Tuesday, February 05, 2008

Google struggles with Online networks

In 2007 Google made $4.2 billion of benefits. However, despite this great result, the Mountain View firm deceived analysts.

Indeed, as web 2.0 and online communities are thrilling investors and specialists, Google seems to struggle with Myspace, while Miicrosoft has partnered with Facebook with success.
Google established a partnership with Myspace to provide Adsense on the platform. That is the reason why Google's stock price has fallen at $564, whereas it reached $747 in November.

Google seems to have reached its growth limit, and has problem to find new strategies to grow its (already large) revenues.
However, the competitor Microsoft has encountered success with Facebook. Microsoft responsible of the partnership with Facebook John Tinter explains: "Google has tries to apply its Adsense system to myspace without adaptation, whereas Microsoft has tested different techniques of ads, including the ones which appear in contextual blocs, or banners for example".

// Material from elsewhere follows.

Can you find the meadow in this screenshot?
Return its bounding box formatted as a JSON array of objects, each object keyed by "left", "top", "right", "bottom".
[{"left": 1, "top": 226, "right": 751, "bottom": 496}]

Does Google has to change its business plan? Maybe Google had made errors while partnering with Myspace, as they did not think about the specificities of social communities. But it doesn't mean Google is weaker than couple of months ago.

I personally believe that the Yahoo problems and Google's issues to keep its fast pace growth turns stock prices down because of the high speculation that occured so far on these stocks. As I have said for Yahoo, which is even more true with Google, these companies are still profitable, but the fact is that their stock price were based on their skill to grow faster than any other industries, which is maybe not true anymore.

I think these falls of stock prices will only contribute to a better evaluation of the stock value, and then get rid of the speculation buzz of these companies.